This production asks whether genius can be taught. The real question is what is genius and is it genius if it can be so easily mimicked.
In Jesse Briton’s A Pupil, Lucy Sheen stars as Ye, a disgraced violinist who after an accident is on the verge of ending it all. She no longer plays and seemingly has nothing to live for until Simona (Flora Spencer-Longhurst), a Russian billionaire’s daughter with no musical training and ear for music, like a violin Little Voice comes into her life via her old classmate, friend and at times rival Phyllidia played by Carolyn Backhouse.
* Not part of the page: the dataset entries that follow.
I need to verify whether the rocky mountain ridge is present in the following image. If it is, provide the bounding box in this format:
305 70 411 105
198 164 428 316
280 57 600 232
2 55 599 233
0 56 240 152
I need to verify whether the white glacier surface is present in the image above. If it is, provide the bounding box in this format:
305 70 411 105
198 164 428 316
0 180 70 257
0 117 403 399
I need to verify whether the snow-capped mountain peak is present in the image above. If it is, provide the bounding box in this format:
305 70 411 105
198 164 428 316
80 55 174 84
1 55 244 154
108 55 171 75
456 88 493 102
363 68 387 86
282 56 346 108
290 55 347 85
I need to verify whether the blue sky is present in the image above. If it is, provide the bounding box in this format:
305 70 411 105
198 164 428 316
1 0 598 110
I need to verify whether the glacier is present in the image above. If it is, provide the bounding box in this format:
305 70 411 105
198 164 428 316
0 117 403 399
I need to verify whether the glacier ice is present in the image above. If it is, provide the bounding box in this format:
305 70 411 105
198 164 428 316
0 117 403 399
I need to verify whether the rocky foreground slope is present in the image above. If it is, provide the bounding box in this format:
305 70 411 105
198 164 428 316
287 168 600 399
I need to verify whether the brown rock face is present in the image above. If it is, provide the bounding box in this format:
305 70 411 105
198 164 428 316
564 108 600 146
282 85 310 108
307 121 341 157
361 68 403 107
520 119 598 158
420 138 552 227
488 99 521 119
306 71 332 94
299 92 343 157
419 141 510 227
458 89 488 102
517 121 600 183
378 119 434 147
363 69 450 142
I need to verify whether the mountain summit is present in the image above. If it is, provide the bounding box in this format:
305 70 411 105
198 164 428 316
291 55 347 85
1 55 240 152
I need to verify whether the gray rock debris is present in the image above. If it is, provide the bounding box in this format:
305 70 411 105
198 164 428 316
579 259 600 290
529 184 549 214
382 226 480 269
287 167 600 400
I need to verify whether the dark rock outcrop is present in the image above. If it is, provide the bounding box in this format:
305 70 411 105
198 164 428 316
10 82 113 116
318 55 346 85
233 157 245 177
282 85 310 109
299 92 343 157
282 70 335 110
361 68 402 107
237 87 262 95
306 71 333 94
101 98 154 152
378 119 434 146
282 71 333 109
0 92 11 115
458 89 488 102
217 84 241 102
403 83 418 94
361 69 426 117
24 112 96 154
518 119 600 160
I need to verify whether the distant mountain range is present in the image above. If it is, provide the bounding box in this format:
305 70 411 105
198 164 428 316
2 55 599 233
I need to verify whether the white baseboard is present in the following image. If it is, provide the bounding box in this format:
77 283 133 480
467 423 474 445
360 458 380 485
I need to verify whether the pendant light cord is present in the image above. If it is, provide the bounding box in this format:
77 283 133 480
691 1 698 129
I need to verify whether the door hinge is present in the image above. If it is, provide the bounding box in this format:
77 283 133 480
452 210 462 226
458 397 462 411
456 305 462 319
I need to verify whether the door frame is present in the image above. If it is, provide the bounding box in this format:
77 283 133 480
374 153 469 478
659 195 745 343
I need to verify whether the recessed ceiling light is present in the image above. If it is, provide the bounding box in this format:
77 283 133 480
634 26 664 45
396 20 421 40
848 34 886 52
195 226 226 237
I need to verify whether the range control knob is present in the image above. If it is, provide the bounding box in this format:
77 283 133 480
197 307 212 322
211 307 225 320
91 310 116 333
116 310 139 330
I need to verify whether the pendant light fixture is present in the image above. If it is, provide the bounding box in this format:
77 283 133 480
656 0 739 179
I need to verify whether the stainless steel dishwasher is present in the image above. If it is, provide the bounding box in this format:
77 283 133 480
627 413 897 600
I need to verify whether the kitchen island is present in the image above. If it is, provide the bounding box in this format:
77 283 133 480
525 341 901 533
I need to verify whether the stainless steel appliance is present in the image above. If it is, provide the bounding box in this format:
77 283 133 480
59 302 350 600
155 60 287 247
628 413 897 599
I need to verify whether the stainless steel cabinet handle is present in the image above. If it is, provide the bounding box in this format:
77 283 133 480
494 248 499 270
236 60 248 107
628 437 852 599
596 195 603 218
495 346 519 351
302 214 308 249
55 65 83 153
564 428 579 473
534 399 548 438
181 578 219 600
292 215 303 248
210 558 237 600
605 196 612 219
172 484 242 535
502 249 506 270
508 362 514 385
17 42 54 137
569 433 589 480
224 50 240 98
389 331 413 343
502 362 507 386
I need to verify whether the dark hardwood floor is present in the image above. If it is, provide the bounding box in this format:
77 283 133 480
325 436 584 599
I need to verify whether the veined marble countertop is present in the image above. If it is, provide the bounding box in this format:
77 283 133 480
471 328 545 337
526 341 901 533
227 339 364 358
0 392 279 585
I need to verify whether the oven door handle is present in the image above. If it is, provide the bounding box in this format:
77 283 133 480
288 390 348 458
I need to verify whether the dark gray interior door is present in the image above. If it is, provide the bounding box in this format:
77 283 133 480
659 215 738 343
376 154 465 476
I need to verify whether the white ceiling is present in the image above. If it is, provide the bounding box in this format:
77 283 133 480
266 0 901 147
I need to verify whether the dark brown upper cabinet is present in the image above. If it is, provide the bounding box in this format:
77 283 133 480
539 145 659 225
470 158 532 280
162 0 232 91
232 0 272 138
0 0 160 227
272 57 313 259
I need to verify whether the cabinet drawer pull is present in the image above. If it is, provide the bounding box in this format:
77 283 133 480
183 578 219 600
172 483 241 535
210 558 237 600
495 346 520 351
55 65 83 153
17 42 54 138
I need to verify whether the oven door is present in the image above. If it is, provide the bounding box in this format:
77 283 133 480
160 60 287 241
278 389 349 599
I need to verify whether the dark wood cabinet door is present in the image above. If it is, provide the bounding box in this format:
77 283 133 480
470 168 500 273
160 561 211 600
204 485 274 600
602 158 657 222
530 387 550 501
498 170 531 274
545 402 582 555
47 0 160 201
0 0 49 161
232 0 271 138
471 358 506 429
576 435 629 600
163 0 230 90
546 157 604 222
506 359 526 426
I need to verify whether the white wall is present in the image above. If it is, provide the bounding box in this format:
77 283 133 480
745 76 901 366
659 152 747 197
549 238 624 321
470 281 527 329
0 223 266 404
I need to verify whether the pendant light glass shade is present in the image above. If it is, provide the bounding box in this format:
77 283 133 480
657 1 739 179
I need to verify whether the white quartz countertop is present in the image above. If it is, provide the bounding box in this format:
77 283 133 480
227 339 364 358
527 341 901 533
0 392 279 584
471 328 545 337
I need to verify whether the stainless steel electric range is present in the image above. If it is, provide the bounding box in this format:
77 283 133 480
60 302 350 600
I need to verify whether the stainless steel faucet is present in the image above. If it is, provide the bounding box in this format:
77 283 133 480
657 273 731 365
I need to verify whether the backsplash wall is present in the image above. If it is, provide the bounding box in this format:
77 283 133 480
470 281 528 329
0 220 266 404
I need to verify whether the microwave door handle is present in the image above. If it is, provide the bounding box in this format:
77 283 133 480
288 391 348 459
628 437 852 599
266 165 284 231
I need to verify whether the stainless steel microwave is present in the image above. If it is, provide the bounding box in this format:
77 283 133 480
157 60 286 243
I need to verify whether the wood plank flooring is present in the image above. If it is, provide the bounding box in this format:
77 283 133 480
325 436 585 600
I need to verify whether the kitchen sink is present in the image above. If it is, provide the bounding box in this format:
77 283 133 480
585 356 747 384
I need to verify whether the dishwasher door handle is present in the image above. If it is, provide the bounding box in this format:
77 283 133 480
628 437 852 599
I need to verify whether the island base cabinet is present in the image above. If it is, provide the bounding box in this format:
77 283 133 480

Simona fights against her father’s desire to see her attend a fine music school and her own relationship with music as Ye and Phyllidia are the angel and devil on her shoulder. Ye, burnt out by her success and talent tells her to avoid the formal music route and Phyllidia who despite her mediocre talent has found a successful career in the school and wants Simona and the money her father brings to benefit the school.
It is an odd production I applaud the casting of Sheen whose hard exterior cannot contain her broken body and soul but the lack of background about Ye was incredibly disappointing. The immigrant story of a child protege brought over to a new country only to throw that opportunity away is fascinating and not presented here. We never find out what burned her out, there is no real sense of time and place and it distracts from some strong performances from Sheen and Backhouse as the steely frenemy who rejoices in the fact she is living a better life than her former classmate but knows she never had the talent to deserve it.
Flora Spencer-Longhurst skilled violin playing is entertaining and the play would be lacking without it but do we need to hear so much of it at the expense of a story. I felt for Melanie Marshall, a great comic actress lumbered with a secondary character who provides no benefit except to chastise Ye and it feels at odds with the classy performances of Sheen, Spencer-Longhurst and Backhouse. Britton’s writing is so focused on a weak story about that it fails to develop the characters backstories. Character and story go hand in hand and the music is a distraction from a story that feels like it is in its first draft. I think there is a good play about relationships, women and music amongst this but this felt like it had been written for 4 men and hastily adapted without considering the issues Ye would have faced as a Chinese woman in a foreign land.
The deconstructed violin set from Jessica Stanton is strong but I am not sure if Jessica Daniel’s direction is suited to in the round, much was missed by the audience and a play about classical music deserves classical staging and a better understanding of characters.